Is there a GPU version of the app in the works?

Richard Haselgrove

Joined: 10 Dec 05

Posts: 2142

Credit: 2776017938

RAC: 805554

RE: The problem is, I don't

10 Feb 2009 9:44:47 UTC

Message 87170 in response to message 87169

(moderation:

)

Quote:

The problem is, I don't think, really appreciated by the developers that this new capability is a significant departure from the past and yet my impression of the comments that have been made is that the approach is that a GPU is really a CPU by another name. Yet, I can put a GTX 295, GTX 280, and a 9800 GT in to a three slot system and the GPUs have vastly different capabilities for processing work. More interesting to me is the continuing research by Richard that (on a perliminary basis at least) seems to indicate that in the case of SaH the additional capabilities of the higher end cards does not produce improved processing performance.

Paul is referring to this thread where my trusty Excel grapher has come out to play again.

I wouldn't go so far as to say that the higher-spec cards (the 2xx range) produce no improvement, just that the improvement that exists is much less than you might have expected. We have one case where a GTX295 shows a mere 10% improvement over a 9800GTX+ in some runs, but a 40% improvement in other runs - a clear band-gap between the two. I don't understand that.

Bear in mind that the SETI application is still young and inexperienced, and those %age readings were taken in the range where it is most problematic. I don't think it would be fair or wise to base long-term purchasing decisions on the limited data so far - though I must say I don't regret my decision to start with the 9800 range.

Paul D. Buck

Joined: 17 Jan 05

Posts: 754

Credit: 5385205

RAC: 0

RE: RE: The problem is, I

10 Feb 2009 15:21:50 UTC

Message 87171 in response to message 87170

(moderation:

)

Quote:

Quote:
The problem is, I don't think, really appreciated by the developers that this new capability is a significant departure from the past and yet my impression of the comments that have been made is that the approach is that a GPU is really a CPU by another name.
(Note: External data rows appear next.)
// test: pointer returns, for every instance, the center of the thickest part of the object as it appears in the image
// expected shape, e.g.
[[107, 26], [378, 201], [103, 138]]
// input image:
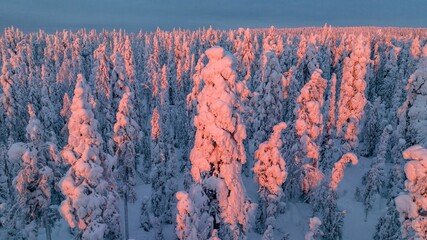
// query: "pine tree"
[[218, 149], [352, 94], [309, 126], [126, 134], [88, 184], [270, 173], [35, 180], [410, 204]]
Yet, I can put a GTX 295, GTX 280, and a 9800 GT in to a three slot system and the GPUs have vastly different capabilities for processing work. More interesting to me is the continuing research by Richard that (on a perliminary basis at least) seems to indicate that in the case of SaH the additional capabilities of the higher end cards does not produce improved processing performance.
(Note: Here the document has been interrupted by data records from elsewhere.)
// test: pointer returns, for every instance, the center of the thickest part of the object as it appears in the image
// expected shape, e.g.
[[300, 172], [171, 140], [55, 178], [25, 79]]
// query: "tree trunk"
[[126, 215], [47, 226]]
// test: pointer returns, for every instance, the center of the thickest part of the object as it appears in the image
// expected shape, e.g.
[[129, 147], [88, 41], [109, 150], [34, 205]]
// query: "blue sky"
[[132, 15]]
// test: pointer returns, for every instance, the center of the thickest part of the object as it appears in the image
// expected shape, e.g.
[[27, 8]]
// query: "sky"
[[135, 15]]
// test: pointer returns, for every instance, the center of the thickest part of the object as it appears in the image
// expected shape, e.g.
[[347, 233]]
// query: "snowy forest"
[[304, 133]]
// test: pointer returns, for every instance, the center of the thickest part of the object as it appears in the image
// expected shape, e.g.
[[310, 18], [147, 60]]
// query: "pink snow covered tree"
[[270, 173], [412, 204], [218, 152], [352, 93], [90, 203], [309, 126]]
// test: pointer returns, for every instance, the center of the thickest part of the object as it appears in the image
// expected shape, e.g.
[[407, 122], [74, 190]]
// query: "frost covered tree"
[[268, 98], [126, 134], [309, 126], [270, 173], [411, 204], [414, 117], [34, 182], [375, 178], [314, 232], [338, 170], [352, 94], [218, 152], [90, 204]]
Paul is referring to this thread where my trusty Excel grapher has come out to play again.

I wouldn't go so far as to say that the higher-spec cards (the 2xx range) produce no improvement, just that the improvement that exists is much less than you might have expected. We have one case where a GTX295 shows a mere 10% improvement over a 9800GTX+ in some runs, but a 40% improvement in other runs - a clear band-gap between the two. I don't understand that.

Bear in mind that the SETI application is still young and inexperienced, and those %age readings were taken in the range where it is most problematic. I don't think it would be fair or wise to base long-term purchasing decisions on the limited data so far - though I must say I don't regret my decision to start with the 9800 range.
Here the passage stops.